Construction Lien Rights for Landlord/Tenant Build-outs
When a tenant contracts for improvements, the leasehold interest is subject to construction liens. Section 713.10 of the Florida Statutes addresses the extent to which the landlord may be liable to satisfy the lien. As a first step, a lien may not be recorded against the landlord’s interest unless the lease agreement requires the tenant to make certain improvements (called “pith of the lease”). However, if that standard is met, a landlord may limit its liability for liens by 1)prohibiting liability for construction liens in the express terms of the lease; and 2) recording the lease, or the relevant portion of it, in the public records in the county where the property is located. If a landlord expressly limits liability for liens in the lease, but fails to record it, the landlord may nevertheless be liable if the construction of improvements is an integral part of the lease. No lien attaches when the lease simply allows the tenant to make improvements; rather, the lease must require the tenant to construct improvements.

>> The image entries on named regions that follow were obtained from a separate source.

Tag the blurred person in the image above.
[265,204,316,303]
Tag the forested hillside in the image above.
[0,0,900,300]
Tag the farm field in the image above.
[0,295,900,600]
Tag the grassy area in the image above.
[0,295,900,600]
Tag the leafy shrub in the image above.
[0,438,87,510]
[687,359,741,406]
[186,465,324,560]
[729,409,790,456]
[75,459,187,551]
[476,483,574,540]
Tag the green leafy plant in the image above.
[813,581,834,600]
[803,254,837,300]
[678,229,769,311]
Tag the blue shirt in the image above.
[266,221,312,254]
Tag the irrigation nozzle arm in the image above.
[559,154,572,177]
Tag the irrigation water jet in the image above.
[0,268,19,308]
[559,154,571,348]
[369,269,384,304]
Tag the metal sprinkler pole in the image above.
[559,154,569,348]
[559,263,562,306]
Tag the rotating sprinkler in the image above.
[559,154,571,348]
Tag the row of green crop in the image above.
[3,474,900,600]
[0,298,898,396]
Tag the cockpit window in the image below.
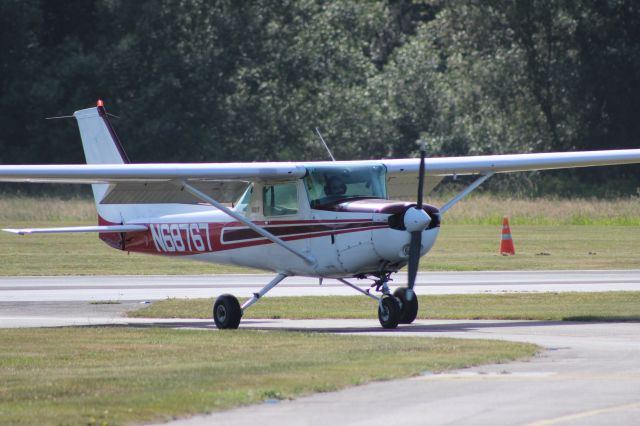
[236,185,253,213]
[304,165,387,208]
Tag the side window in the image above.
[262,182,298,216]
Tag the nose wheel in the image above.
[378,294,400,328]
[393,287,418,324]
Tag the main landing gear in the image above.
[213,274,418,330]
[213,274,287,330]
[338,275,418,328]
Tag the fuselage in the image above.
[100,166,440,277]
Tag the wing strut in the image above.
[175,181,315,264]
[440,172,494,214]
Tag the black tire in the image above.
[393,287,418,324]
[213,294,242,330]
[378,295,400,328]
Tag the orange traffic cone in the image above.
[500,216,516,256]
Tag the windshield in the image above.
[304,165,387,207]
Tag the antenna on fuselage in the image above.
[316,127,336,161]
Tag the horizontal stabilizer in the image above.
[3,225,149,235]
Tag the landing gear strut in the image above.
[338,274,418,329]
[213,274,287,330]
[378,294,400,328]
[393,287,418,324]
[213,294,242,329]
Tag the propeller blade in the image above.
[407,231,422,290]
[407,141,426,290]
[416,142,426,209]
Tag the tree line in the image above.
[0,0,640,194]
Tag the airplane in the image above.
[0,100,640,329]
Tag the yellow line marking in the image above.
[526,402,640,426]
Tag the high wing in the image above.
[0,149,640,204]
[382,149,640,176]
[0,149,640,183]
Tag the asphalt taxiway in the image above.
[0,270,640,302]
[0,271,640,426]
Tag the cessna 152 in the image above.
[0,101,640,329]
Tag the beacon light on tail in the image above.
[0,101,640,328]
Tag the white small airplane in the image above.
[0,101,640,329]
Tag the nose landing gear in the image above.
[338,274,418,329]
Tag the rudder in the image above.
[73,101,130,221]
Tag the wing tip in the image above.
[2,228,31,235]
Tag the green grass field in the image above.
[0,327,538,425]
[129,291,640,321]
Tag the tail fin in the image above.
[73,101,130,223]
[73,101,130,164]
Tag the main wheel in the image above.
[213,294,242,330]
[393,287,418,324]
[378,295,400,328]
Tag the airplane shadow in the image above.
[91,319,580,335]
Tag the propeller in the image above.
[404,141,431,299]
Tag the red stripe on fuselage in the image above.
[99,218,388,256]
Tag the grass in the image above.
[0,195,640,276]
[128,291,640,321]
[0,327,538,425]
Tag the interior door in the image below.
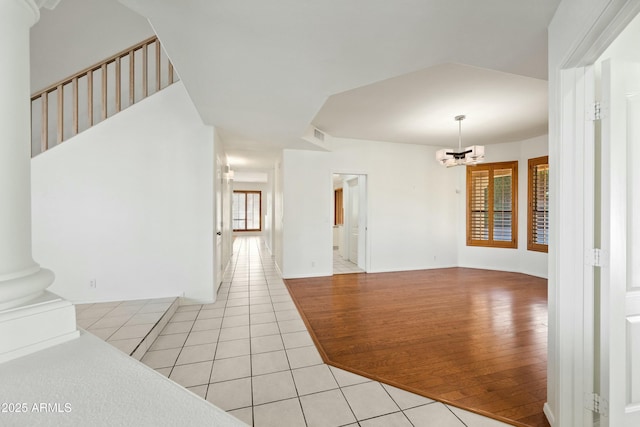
[213,157,224,293]
[600,60,640,427]
[349,178,360,264]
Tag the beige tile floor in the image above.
[75,297,178,359]
[333,249,364,274]
[142,237,506,427]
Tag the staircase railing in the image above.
[31,36,176,157]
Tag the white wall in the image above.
[456,135,549,278]
[281,138,457,277]
[31,0,154,92]
[32,83,215,302]
[272,156,284,274]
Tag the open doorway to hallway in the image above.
[333,174,367,274]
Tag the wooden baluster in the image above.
[129,50,136,105]
[100,64,107,120]
[87,70,93,127]
[156,40,162,92]
[72,77,78,135]
[40,92,49,153]
[57,84,64,144]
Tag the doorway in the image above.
[333,174,367,274]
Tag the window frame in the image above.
[527,155,549,253]
[231,190,262,233]
[466,160,518,249]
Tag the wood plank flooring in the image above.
[285,268,549,426]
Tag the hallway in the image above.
[142,237,506,427]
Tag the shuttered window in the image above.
[233,190,262,231]
[527,156,549,252]
[467,162,518,248]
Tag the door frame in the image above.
[544,0,640,426]
[331,171,371,274]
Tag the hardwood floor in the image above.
[285,268,549,426]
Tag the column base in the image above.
[0,291,79,363]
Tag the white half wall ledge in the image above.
[0,332,246,427]
[0,291,79,366]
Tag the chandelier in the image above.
[436,115,484,168]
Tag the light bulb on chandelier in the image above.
[436,115,484,168]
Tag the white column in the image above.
[0,0,53,310]
[0,0,78,362]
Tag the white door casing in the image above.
[600,60,640,427]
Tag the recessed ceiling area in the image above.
[313,64,548,146]
[120,0,559,164]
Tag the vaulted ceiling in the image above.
[120,0,559,170]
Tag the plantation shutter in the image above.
[467,162,518,248]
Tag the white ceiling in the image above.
[120,0,559,167]
[313,64,548,146]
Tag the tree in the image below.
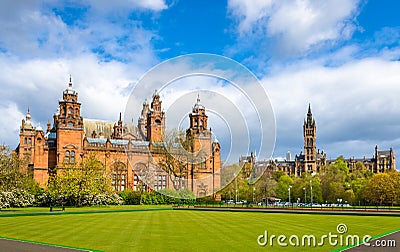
[364,172,400,205]
[48,153,113,206]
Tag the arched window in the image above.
[111,161,128,192]
[69,151,75,164]
[64,151,70,163]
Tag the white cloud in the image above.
[0,55,146,146]
[88,0,168,12]
[228,0,360,56]
[262,58,400,158]
[0,103,25,149]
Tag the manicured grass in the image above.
[0,208,400,251]
[0,205,171,216]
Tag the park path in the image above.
[0,238,89,252]
[344,231,400,252]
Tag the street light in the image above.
[310,179,312,207]
[253,185,256,204]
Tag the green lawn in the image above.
[0,207,400,251]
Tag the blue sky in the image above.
[0,0,400,168]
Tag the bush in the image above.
[35,192,123,206]
[0,190,35,208]
[119,190,141,205]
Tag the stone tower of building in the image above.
[19,108,36,164]
[146,90,165,143]
[303,105,317,172]
[111,112,126,139]
[186,96,221,199]
[186,93,212,155]
[54,77,84,167]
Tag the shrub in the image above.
[0,190,35,208]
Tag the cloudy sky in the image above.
[0,0,400,167]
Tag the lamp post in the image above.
[310,179,312,207]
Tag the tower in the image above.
[111,112,126,139]
[186,96,211,154]
[138,99,150,140]
[303,104,317,172]
[146,90,165,143]
[19,108,36,165]
[54,77,84,167]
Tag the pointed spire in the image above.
[26,107,31,122]
[46,120,51,132]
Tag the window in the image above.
[111,162,126,192]
[69,151,75,164]
[64,151,70,163]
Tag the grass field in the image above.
[0,207,400,251]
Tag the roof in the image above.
[86,137,149,146]
[83,119,137,139]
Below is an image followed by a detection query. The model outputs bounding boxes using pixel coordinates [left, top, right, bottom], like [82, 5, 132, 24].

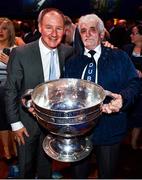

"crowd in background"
[0, 8, 142, 179]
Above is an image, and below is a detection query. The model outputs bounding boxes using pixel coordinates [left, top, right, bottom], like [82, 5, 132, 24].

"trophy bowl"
[22, 78, 106, 162]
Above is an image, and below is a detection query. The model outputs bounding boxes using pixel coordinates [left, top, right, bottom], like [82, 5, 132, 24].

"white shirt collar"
[39, 38, 57, 54]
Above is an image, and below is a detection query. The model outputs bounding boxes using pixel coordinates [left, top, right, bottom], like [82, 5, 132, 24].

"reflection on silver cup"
[23, 78, 106, 162]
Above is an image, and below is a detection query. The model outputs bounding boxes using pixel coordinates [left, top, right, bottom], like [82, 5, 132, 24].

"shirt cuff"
[11, 121, 24, 131]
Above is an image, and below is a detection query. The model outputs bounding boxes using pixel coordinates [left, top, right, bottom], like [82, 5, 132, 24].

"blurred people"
[110, 19, 130, 48]
[5, 9, 74, 179]
[123, 24, 142, 149]
[65, 14, 140, 179]
[0, 17, 16, 159]
[20, 21, 40, 43]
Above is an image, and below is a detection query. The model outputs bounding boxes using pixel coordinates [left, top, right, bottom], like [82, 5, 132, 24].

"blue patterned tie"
[49, 51, 56, 80]
[84, 50, 96, 82]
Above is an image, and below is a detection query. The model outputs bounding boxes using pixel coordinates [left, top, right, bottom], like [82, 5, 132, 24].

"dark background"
[0, 0, 142, 20]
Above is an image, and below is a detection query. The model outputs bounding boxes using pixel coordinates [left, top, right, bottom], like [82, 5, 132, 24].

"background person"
[123, 24, 142, 149]
[0, 17, 16, 159]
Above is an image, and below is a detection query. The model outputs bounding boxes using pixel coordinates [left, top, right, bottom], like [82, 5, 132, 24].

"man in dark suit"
[65, 14, 140, 179]
[5, 9, 73, 179]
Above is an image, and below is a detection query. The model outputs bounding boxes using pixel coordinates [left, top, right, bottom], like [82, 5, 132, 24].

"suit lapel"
[31, 40, 44, 82]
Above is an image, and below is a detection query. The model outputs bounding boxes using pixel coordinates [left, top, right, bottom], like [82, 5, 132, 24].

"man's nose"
[51, 29, 57, 36]
[86, 29, 91, 36]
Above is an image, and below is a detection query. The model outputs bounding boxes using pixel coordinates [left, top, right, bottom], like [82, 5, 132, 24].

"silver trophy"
[22, 78, 106, 162]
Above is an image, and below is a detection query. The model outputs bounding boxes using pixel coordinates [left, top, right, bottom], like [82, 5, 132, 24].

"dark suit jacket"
[65, 47, 140, 145]
[5, 40, 73, 133]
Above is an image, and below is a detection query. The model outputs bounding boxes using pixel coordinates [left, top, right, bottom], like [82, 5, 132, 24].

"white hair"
[78, 14, 105, 33]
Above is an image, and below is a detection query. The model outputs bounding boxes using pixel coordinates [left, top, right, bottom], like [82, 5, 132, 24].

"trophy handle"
[104, 90, 115, 99]
[21, 89, 33, 109]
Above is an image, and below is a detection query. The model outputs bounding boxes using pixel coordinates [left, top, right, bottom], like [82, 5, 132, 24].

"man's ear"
[100, 32, 105, 41]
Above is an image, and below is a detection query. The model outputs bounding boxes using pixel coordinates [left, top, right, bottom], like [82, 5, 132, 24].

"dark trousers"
[18, 128, 52, 179]
[71, 144, 120, 179]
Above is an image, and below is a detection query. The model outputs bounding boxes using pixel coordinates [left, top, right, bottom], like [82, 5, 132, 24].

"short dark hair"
[38, 8, 65, 24]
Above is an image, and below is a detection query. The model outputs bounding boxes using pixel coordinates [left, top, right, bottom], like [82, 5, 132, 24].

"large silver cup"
[22, 78, 106, 162]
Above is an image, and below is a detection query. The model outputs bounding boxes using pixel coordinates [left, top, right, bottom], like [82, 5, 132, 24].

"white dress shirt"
[11, 38, 60, 131]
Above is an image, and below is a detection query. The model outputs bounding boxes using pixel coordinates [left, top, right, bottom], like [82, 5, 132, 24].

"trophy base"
[43, 135, 93, 162]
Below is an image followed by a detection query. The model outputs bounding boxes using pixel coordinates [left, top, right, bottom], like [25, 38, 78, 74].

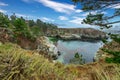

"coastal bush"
[102, 49, 120, 63]
[110, 34, 120, 43]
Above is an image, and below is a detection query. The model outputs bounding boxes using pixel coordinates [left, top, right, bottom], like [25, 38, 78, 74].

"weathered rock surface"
[37, 36, 58, 59]
[94, 41, 120, 61]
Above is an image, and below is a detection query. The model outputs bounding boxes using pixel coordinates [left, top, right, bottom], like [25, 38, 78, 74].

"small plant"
[102, 49, 120, 63]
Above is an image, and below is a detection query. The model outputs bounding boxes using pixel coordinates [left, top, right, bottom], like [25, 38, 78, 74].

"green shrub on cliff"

Section 713.10 imposes a duty on the tenant to notify the contractor of the lien prohibition in the
lease. A knowing or willful failure of this requirement renders the construction contract between
the tenant and the contractor voidable at the contractor’s option. Lienors without lien rights
against the landlord’s interests may consider seeking recovery for equitable lien or unjust
enrichment. The lienor will also have lien rights against the tenant’s leasehold interest, meaning
you can foreclose against the lease interest rather than the property as a whole.
A landlord’s strict compliance with §713.10 is critical to its immunity from liens. One provision of
that statute allows the landlord to record in the public records the actual lease at issue or a short
form thereof reflecting the terms of that specific lease expressly prohibiting liability for
liens. Another provision permits the landlord, when all the leases entered into by that landlord for
those premises prohibit lien liability, to record in the public records a notice containing the specific
language contained in the various leases prohibiting lien liability. Where, however, the landlord
avails itself of this second provision, yet any of the leases do not contain the exact identical lien
prohibition clause that was contained in the recorded notice, then the landlord will lose its
protection and its interest will be subject to liens.
The landlord’s interests are never subject to liens when the tenant is a mobile home owner leasing a mobile home lot in a mobile home park.